Country Press Australia represents independent non-daily newspapers in regional, rural Australia and recent News Corp Australia research through Newspoll confirms what CPA has been saying to the federal government: that it needs better communication with regional people through small, independent publishers.

While at CPA we welcome the government’s $60.4 million regional and small publishers’ jobs and innovation package, it needs to go further to ensure the future of quality journalism and reduce the impact of the online duopoly of Facebook and Google.

Independent regional publishers, through CPA as its representative body, had urged the government to support South Australian Senator Nick Xenophon’s proposed 40 per cent rebate on journalism costs.

In its submission to the Senate Inquiry into Public Interest Journalism, CPA lobbied to ensure a minimum advertising budget percentage allocation to communicate with regional Australians. It will continue to do so.

Senator Xenophon liaised directly with CPA. He clearly was committed to ensuring there was assistance for smaller, regional publishers in the wake of the significant media reforms.

Disappointingly, there was no direct contact or consultation from the office of Communications Minister, Senator Mitch Fifield

Had there been, it may have ensured a stronger, more robust package, that acknowledged and reflected the needs of smaller regional publishers.

The detail and eligibility criteria will be paramount to how far these measures will go in helping regional media organisations safeguard the future of public interest journalism.

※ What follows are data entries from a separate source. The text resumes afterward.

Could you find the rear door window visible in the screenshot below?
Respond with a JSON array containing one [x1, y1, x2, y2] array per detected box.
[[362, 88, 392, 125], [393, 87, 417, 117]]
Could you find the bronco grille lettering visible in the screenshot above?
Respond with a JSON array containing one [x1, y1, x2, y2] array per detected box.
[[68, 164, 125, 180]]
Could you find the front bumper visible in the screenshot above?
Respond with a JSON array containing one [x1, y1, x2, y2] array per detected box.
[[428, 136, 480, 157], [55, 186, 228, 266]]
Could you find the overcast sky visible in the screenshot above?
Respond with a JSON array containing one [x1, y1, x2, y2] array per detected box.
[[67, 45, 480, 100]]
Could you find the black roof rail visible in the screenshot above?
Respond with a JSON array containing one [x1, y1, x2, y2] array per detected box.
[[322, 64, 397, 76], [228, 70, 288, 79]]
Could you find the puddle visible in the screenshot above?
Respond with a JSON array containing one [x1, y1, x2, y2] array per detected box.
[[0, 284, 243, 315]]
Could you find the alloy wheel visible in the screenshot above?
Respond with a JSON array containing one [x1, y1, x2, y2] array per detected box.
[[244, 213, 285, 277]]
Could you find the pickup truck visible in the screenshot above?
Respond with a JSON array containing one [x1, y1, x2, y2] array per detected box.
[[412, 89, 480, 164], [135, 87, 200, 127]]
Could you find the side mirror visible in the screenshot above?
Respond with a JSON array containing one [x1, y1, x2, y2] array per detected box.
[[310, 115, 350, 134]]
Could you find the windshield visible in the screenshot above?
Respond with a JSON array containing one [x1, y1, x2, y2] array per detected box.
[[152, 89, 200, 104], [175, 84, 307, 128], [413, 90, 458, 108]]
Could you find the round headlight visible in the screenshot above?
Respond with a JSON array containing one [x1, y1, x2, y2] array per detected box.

CPA has been promised a seat on the group which will oversee distribution, which we welcome.

This is vital, to ensure that public funds have the greatest impact, among small, independent operators.

However, while we welcome the package that represents investment in business innovation, a cadetship program and journalism scholarships, it will go only so far. And it needs to be kept relatively simple in terms of applications. Red tape is the last thing these small operators have time for.

Country Press Australia member newspapers, all regional non-dailies, continue to have strong readerships, with upwards of 70 per cent of country people continuing to read their local newspaper. We have significant recent research across two states to prove this.

It is vital that the federal government, therefore, continues to communicate with regional Australians. Too often our member newspapers are left off advertising campaigns, meaning regional Australians often miss important government communications. The package should have included guaranteed messaging through our medium.

The government’s failure to adequately communicate is evidenced in the recent Newspoll analysis that shows the Coalition has fallen from 44 to 34 per cent support in the regions since last year’s federal election.

If the federal government, through its advertising agencies, believe that it will adequately get across their message digitally are ill-informed. Yes, those mediums have relevance and regional Australians are not without connection.

However, it is the small, independent newspapers that are the journal of record for their regional towns and communities. They provide a vital service in this regard that no other medium can match. They remain the trusted source of information; they remain the influential voice of their communities and continue to have a deep social engagement.

We urge the federal parliament to recognise this and act in the interests of its regional constituents. It is vital to government communication, it supports local business in regional Australia, it secures jobs and, importantly, it helps protect quality local, independent journalism.